Biofuels to cause starvation



The biofuel madness is gathering steam, and it’s not good news for the world’s poor and hungry. Corn prices in the US have been firming on the basis of the demand for ethanol. Corn isn’t the only grain that can be used for ethanol. The federal government’s favourite ethanol manufacturer Manildra uses a lot of wheat too. So there is potential in other grains markets, without taking into account any substitution effects caused by one grain suddenly becoming much more expensive.
This has a number of effects. One is to make biofuels even more uneconomic, thus putting pressure on governments, having mandated their use, to subsidise them even more heavily. The other is to make basic foodstuffs more expensive. And when food becomes more expensive there are consumers at the margins who eat less, or sometimes not at all.
This link to India’s The Financial Express puts the price of grain into perspective, while this link to AgWeb gives a good idea of the supply side – lower stocks forecast for the next year, meaning even more upward pressure on prices.

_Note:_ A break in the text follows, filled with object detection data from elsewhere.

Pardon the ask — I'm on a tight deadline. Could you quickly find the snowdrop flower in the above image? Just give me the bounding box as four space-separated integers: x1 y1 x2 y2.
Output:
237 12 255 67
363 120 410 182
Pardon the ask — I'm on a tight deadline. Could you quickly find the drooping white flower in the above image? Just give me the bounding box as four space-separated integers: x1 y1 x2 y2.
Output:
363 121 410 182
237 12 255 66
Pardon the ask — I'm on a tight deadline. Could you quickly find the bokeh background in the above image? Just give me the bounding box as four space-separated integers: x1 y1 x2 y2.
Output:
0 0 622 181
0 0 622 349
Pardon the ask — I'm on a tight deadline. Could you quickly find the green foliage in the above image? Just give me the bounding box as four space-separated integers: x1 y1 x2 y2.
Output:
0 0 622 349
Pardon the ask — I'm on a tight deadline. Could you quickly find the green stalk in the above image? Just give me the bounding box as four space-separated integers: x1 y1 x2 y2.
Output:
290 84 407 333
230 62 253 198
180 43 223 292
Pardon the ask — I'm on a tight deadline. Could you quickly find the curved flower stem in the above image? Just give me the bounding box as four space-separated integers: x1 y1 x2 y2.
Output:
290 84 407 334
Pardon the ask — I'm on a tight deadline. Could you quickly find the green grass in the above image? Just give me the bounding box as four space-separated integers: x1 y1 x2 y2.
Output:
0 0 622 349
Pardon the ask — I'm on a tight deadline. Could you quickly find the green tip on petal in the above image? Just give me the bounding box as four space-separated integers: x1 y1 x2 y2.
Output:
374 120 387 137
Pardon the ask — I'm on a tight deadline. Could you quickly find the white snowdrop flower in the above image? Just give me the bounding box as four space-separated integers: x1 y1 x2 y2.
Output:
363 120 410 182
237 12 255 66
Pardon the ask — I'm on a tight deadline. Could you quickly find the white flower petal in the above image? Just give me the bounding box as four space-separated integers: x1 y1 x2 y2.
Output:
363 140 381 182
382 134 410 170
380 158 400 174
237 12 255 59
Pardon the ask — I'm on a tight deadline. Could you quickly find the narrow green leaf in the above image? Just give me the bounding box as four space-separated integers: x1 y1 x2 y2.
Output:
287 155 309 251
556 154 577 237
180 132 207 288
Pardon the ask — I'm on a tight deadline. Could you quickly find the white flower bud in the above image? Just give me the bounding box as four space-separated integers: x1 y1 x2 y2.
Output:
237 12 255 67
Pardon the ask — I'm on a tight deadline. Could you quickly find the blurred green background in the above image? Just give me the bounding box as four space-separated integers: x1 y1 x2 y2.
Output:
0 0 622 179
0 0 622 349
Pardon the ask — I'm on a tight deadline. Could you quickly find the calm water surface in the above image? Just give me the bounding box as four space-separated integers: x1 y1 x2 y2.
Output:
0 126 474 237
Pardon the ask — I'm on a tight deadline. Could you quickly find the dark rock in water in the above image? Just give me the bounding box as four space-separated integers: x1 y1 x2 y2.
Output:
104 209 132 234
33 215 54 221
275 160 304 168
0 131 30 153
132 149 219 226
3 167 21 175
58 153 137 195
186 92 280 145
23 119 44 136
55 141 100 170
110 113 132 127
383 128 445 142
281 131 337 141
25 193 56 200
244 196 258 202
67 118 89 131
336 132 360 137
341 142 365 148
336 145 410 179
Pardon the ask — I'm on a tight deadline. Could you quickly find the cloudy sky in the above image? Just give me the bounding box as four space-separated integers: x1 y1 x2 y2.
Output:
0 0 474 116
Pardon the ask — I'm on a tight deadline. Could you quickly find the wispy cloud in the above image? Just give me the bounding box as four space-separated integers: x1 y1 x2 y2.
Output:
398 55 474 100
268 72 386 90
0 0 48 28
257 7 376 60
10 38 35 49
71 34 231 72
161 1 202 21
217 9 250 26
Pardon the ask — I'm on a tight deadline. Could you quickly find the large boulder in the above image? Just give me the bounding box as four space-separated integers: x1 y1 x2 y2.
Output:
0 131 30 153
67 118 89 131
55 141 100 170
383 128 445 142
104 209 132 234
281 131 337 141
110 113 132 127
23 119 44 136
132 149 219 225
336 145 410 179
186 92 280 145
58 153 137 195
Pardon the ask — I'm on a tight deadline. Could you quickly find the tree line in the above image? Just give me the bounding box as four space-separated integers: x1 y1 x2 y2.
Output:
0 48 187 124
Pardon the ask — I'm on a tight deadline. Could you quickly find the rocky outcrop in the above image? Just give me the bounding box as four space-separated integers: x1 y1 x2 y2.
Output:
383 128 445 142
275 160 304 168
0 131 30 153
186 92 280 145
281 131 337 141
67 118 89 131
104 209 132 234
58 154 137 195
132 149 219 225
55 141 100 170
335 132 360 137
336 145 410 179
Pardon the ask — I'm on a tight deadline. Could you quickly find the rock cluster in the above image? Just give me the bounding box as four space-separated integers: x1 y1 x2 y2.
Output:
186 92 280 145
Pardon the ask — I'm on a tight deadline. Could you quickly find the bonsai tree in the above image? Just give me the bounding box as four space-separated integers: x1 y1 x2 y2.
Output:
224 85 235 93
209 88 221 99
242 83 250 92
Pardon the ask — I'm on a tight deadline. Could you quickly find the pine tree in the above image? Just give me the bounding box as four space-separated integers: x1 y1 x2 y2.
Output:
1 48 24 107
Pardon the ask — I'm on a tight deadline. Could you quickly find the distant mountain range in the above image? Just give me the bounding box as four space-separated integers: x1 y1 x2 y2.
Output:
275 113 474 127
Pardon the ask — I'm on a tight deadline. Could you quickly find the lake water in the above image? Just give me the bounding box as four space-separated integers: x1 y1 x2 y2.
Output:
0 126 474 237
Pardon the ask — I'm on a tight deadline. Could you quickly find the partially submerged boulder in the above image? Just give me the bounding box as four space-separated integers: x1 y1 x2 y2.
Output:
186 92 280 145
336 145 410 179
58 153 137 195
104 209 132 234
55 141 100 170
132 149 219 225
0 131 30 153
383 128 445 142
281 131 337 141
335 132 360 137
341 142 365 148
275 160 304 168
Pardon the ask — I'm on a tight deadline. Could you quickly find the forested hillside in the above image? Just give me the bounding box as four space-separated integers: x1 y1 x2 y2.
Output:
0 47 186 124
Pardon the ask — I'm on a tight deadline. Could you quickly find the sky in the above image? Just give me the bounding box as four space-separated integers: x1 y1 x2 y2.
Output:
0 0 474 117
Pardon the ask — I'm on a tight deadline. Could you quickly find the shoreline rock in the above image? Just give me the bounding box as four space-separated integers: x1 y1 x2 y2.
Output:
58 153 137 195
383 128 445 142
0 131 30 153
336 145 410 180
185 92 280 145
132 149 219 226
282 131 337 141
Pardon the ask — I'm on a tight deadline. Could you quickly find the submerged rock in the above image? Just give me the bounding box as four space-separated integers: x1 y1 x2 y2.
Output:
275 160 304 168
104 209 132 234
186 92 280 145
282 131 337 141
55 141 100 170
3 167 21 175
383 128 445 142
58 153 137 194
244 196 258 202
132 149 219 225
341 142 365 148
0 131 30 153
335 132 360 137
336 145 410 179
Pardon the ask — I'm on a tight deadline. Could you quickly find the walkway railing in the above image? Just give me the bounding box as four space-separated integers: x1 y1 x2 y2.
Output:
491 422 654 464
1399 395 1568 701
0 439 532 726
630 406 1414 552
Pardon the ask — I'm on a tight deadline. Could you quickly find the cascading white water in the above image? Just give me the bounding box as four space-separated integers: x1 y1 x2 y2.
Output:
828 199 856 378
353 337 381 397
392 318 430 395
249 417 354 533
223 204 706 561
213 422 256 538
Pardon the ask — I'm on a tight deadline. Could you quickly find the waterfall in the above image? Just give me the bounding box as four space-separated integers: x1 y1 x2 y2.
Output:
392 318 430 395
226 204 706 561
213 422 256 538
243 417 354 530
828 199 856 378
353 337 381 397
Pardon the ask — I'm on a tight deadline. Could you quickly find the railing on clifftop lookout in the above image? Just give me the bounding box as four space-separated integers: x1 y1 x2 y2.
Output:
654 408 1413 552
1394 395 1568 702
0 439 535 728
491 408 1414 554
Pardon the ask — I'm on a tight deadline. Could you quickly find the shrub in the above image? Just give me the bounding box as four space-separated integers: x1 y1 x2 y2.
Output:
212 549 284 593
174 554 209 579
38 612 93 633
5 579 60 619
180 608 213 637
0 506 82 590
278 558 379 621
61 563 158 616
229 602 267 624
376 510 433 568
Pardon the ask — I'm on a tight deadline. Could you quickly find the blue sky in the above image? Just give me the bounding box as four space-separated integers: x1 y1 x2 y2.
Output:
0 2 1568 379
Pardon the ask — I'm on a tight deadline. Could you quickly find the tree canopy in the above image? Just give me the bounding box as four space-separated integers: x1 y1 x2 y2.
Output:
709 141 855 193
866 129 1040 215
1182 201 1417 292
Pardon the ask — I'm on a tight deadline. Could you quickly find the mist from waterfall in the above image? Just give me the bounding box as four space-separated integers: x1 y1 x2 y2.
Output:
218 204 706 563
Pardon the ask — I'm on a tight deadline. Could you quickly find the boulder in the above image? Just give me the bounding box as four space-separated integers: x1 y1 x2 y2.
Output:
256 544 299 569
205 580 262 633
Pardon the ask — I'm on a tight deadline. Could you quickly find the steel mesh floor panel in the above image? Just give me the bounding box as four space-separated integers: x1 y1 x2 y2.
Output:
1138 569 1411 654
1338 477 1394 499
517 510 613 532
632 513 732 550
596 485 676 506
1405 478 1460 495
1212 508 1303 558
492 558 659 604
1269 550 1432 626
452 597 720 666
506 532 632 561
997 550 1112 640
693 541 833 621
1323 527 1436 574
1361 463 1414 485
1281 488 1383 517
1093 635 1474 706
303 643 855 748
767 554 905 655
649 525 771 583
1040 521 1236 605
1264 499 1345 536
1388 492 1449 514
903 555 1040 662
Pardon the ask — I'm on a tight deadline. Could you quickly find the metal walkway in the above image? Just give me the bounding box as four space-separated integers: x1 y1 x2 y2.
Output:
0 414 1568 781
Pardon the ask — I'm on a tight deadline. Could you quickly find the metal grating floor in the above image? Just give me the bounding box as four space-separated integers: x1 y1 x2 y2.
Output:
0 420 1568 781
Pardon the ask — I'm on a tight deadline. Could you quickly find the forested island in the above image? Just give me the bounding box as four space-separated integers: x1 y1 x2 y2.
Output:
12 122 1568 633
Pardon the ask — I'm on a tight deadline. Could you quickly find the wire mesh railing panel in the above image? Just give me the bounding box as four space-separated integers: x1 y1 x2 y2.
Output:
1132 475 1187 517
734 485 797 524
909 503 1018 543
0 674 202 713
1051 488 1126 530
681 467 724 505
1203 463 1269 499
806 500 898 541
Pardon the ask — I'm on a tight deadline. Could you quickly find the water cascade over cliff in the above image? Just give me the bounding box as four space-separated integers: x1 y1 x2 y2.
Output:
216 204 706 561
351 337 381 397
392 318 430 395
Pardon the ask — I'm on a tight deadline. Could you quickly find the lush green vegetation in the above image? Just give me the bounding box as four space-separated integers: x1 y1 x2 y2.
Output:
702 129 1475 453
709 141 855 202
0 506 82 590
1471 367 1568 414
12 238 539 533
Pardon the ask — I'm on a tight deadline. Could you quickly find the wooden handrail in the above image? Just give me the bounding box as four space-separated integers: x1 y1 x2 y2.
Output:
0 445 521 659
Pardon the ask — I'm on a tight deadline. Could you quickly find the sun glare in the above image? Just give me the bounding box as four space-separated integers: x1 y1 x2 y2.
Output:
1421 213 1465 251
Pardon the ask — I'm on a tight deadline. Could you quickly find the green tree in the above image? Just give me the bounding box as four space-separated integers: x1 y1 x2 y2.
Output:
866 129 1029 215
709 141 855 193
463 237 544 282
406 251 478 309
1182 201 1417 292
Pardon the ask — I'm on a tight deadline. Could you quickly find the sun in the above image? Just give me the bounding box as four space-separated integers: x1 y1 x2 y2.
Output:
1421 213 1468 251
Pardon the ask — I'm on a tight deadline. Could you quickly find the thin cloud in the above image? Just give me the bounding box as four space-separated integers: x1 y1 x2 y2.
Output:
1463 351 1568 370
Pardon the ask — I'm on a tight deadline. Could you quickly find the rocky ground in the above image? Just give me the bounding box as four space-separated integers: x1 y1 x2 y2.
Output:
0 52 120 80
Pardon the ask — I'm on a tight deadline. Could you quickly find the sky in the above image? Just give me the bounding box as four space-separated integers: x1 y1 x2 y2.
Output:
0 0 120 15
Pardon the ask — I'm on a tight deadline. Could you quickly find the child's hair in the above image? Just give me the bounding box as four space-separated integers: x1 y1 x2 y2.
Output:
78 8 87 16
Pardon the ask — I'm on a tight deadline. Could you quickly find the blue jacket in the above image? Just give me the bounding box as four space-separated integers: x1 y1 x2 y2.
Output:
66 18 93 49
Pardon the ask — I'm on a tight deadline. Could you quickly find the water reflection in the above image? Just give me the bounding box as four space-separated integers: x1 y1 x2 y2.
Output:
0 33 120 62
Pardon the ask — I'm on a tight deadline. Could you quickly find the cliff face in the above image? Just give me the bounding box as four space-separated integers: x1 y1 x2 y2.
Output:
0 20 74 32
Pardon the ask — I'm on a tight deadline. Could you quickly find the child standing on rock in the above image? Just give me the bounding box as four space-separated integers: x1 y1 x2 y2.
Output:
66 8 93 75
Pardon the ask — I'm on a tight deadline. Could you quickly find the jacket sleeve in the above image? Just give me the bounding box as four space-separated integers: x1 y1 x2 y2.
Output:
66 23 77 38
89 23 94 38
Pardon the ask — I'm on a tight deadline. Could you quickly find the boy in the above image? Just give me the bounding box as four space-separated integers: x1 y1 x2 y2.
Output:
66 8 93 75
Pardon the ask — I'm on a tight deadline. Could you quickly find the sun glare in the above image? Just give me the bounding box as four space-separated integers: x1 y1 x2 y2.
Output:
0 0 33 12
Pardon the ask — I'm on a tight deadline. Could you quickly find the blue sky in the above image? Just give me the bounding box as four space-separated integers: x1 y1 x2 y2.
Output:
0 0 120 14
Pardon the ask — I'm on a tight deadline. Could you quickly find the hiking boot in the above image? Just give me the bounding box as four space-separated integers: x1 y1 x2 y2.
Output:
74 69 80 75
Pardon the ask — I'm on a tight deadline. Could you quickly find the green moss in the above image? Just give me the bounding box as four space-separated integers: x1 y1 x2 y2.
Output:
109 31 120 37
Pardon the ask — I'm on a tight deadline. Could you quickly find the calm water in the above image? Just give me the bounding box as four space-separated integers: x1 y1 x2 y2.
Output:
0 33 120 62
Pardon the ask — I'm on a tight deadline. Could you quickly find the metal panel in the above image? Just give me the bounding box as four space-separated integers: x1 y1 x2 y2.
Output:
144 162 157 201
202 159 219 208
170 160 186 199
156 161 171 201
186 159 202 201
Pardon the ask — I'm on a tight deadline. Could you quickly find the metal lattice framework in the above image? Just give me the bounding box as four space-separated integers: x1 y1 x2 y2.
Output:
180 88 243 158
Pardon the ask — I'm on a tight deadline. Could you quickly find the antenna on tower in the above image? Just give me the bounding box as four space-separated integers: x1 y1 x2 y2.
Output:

The biofuel mania is driven by two lobbies – woolly-headed conservationists with a tenuous grasp of energy economics, not to mention the carbon cycle; and commercially and economically canny farmers and manufacturers curing a stock surplus by lobbying for a government mandate combined with a subsidy. Neither group is taking account of the long-term.
And in the long-term, as this link demonstrates, we’re going to need radically more food to feed a world population estimated to top-out at 8.5 to 9.5 billion, one-third to one-half more than it is today.
Putting one man’s dinner into another man’s car hardly seems like a sensible or ethical way of solving any of the world’s problems.